Fonte:
The Jerusalem Post
L’antisemitismo di matrice islamica si diffonde e si intensifica al punto da essere diventata una minaccia strategica reale per Israele, secondo un rapporto di 180 pagine redatto per il governo israeliano dall’ITIC (Intelligence and Terrorism Information Center), organismo guidato dall’ex capo del Mossad Efraim Halevy.
Nel rapporto, di imminente pubblicazione, si sostiene che, educando generazioni di musulmani all’avversione nei confronti di Israele e degli ebrei, si è sviluppato un antisemitismo islamico sostenuto attivamente da molti stati mediorientali, che ritarda il processo di pace ed i tentativi di normalizzazione dei rapporti tra Israele ed i paesi arabi. Questo antisemitismo costituisce anche la giustificazione intellettuale per un programma politico che mira all’eliminazione dello stato israeliano.

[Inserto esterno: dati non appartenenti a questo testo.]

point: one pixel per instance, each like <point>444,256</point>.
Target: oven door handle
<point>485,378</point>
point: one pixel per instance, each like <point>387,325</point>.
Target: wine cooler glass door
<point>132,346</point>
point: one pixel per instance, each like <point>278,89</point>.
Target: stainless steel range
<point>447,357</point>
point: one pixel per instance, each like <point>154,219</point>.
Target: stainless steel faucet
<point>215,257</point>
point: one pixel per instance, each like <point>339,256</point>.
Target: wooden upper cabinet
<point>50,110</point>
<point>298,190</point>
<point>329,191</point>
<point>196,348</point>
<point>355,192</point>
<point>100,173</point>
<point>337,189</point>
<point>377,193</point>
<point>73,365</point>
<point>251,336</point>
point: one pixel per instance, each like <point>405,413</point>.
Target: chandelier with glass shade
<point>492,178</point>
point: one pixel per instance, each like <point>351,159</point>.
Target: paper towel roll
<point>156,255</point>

“Non si tratta del solito pregiudizio”, spiega il direttore dell’ITIC, Reuven Erlich, ex membro della direzione informativa dell’esercito, a capo del team di ricercatori che ha prodotto il rapporto. “Questa forma di pregiudizio è maligna perchè non è teorica. È un incitamento ideologico, da parte di stati ed organizzazioni , pronto per essere tradotto in azione”.
Secondo il rapporto, negli ultimi tre decenni sul vecchio antisemitismo europeo sono cresciute nuove radici squisitamente islamiche. Senza escludere le classiche calunnie antigiudaiche dell’omicidio rituale ed altre presunte espressioni della malvagità ebraica, l’antisemitismo nel mondo musulmano ha trovato sue proprie motivazioni per l’odio antiebraico in nuove interpretazioni della storia e della letteratura islamica.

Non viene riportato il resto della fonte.